Quello che è sbagliato è far sentire gli altri inadeguati e incapaci rispetto ad un mestiere, quello del genitore, che nessuno ci ha insegnato e che non ha test di ammissione all’ingresso.
Che tu l’abbia voluto o meno, ti ritrovi dentro con tutte le scarpe in qualcosa di molto più grande di te, di totalmente inaspettato, che mette a dura prova la tua resistenza fisica e mentale.
No, non sono gli Hunger Games, ma per certi versi non si discostano poi così tanto.
È un gioco di sopravvivenza alla deprivazione del sonno, alle crisi emotive, al senso di inadeguatezza, alla stanchezza psicofisica, ai sensi di colpa.
Ami tuo figliə più di te stessə, ma ogni tanto pensi che un po’ ti manca la vecchia e semplice vita.
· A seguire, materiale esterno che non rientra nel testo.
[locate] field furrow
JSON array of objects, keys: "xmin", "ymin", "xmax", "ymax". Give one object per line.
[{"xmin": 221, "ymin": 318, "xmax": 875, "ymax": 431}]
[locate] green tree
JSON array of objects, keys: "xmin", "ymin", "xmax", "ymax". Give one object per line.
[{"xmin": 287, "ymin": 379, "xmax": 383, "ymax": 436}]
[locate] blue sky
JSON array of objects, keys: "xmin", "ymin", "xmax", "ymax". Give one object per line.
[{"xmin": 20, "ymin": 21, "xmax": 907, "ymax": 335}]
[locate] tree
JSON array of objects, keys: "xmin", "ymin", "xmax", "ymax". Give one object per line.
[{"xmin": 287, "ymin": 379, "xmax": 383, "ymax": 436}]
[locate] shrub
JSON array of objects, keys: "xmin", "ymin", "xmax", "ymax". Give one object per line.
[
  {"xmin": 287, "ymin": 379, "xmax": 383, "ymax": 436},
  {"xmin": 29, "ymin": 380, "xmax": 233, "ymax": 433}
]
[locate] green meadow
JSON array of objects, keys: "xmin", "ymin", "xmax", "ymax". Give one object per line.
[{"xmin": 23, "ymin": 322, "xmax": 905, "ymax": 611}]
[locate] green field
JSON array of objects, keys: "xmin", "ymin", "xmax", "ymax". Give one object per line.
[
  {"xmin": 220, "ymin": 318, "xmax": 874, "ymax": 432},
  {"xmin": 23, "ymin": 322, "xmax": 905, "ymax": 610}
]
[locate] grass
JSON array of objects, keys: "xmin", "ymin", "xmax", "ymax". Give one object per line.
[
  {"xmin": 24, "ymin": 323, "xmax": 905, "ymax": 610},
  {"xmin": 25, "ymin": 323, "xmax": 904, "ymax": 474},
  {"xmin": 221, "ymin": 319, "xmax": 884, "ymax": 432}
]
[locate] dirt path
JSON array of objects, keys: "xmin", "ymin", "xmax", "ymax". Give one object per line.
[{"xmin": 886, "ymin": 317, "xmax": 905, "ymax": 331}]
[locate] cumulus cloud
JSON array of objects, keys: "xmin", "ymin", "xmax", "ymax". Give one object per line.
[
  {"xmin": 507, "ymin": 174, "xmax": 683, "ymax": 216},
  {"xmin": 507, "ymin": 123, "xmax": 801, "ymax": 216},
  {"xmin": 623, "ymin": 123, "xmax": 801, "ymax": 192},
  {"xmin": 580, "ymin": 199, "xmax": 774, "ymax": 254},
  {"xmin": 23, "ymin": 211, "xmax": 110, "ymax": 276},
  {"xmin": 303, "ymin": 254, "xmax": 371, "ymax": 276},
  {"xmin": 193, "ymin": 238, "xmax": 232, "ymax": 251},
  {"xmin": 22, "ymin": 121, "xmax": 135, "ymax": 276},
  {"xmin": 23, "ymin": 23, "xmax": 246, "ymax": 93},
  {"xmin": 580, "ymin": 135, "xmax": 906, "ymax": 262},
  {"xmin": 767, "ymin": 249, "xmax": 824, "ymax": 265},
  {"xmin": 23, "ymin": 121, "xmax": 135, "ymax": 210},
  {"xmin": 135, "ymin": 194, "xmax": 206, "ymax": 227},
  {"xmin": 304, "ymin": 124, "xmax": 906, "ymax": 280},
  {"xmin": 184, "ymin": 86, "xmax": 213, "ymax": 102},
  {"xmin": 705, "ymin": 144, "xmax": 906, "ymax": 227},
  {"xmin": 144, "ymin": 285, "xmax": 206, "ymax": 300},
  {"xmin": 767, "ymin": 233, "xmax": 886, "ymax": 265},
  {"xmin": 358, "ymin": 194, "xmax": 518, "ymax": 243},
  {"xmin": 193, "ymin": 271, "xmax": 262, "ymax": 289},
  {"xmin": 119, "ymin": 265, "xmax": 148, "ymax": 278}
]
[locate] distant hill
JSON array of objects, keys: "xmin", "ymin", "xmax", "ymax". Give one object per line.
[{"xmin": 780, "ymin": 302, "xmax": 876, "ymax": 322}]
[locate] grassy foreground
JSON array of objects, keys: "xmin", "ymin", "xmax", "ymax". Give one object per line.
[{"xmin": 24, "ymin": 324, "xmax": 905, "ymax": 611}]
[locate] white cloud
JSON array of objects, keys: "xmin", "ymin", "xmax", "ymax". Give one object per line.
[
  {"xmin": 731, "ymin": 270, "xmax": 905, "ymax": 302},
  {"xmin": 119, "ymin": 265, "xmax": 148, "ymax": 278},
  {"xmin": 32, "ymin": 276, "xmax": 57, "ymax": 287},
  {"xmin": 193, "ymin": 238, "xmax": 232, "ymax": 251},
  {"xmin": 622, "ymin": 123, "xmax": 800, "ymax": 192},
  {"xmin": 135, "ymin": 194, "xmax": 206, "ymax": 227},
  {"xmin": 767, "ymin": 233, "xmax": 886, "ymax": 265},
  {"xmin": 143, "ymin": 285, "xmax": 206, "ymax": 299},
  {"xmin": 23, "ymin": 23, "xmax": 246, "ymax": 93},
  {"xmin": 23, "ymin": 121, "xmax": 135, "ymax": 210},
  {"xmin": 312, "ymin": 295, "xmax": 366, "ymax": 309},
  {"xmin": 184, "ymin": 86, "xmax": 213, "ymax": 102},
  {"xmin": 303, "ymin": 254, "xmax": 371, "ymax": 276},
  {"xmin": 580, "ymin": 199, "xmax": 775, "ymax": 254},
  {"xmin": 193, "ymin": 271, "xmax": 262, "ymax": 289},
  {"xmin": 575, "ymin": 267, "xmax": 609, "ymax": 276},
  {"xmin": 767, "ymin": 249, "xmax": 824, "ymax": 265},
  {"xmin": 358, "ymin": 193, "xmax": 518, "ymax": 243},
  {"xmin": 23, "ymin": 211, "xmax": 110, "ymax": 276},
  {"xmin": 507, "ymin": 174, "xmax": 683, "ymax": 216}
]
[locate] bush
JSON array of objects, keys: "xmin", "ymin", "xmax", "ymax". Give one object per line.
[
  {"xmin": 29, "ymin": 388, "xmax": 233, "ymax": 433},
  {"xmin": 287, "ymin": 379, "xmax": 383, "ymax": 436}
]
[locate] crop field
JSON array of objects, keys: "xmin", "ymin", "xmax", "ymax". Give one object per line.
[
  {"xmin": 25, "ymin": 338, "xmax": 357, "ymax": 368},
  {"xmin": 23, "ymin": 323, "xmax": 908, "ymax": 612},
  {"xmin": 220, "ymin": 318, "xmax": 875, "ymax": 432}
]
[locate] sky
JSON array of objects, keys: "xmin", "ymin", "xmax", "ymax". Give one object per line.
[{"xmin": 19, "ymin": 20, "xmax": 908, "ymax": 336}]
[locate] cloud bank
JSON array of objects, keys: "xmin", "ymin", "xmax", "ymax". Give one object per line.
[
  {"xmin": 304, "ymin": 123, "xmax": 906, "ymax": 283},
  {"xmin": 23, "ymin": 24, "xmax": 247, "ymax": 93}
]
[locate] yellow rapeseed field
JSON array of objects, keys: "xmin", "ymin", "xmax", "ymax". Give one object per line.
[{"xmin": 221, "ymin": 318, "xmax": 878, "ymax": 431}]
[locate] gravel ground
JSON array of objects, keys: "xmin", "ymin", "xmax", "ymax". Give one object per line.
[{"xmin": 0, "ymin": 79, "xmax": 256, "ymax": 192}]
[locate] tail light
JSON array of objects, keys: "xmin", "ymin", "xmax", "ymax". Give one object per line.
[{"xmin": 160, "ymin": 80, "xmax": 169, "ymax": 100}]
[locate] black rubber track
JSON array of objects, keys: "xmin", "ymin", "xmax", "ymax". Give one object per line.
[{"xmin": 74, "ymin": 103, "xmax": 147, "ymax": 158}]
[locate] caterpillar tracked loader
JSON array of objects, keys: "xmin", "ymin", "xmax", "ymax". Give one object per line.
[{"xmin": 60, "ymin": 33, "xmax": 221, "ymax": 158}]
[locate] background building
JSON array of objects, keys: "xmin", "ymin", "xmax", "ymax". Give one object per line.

Ovviamente non osi ammetterlo ad alta voce. Perché sei un’ingratə anche solo a pensarlo, perché chissà che cosa penserebbero gli altri di te, perché è socialmente disdicevole non conformarsi all’immagine idilliaca della genitorialità che ci viene venduta.
Possiamo leggere, informarci, confrontarci e crocifiggerci quanto vogliamo, ma la verità è che continueremo ad essere genitori imperfetti e fallibili.
Quello che possiamo fare, però, è imparare dai nostri errori, cadere un po’ meno frequentemente e rialzarci sempre più forti.
Imparare a raccontarsi la verità e a perdonarsi, forse è tutta qui la chiave.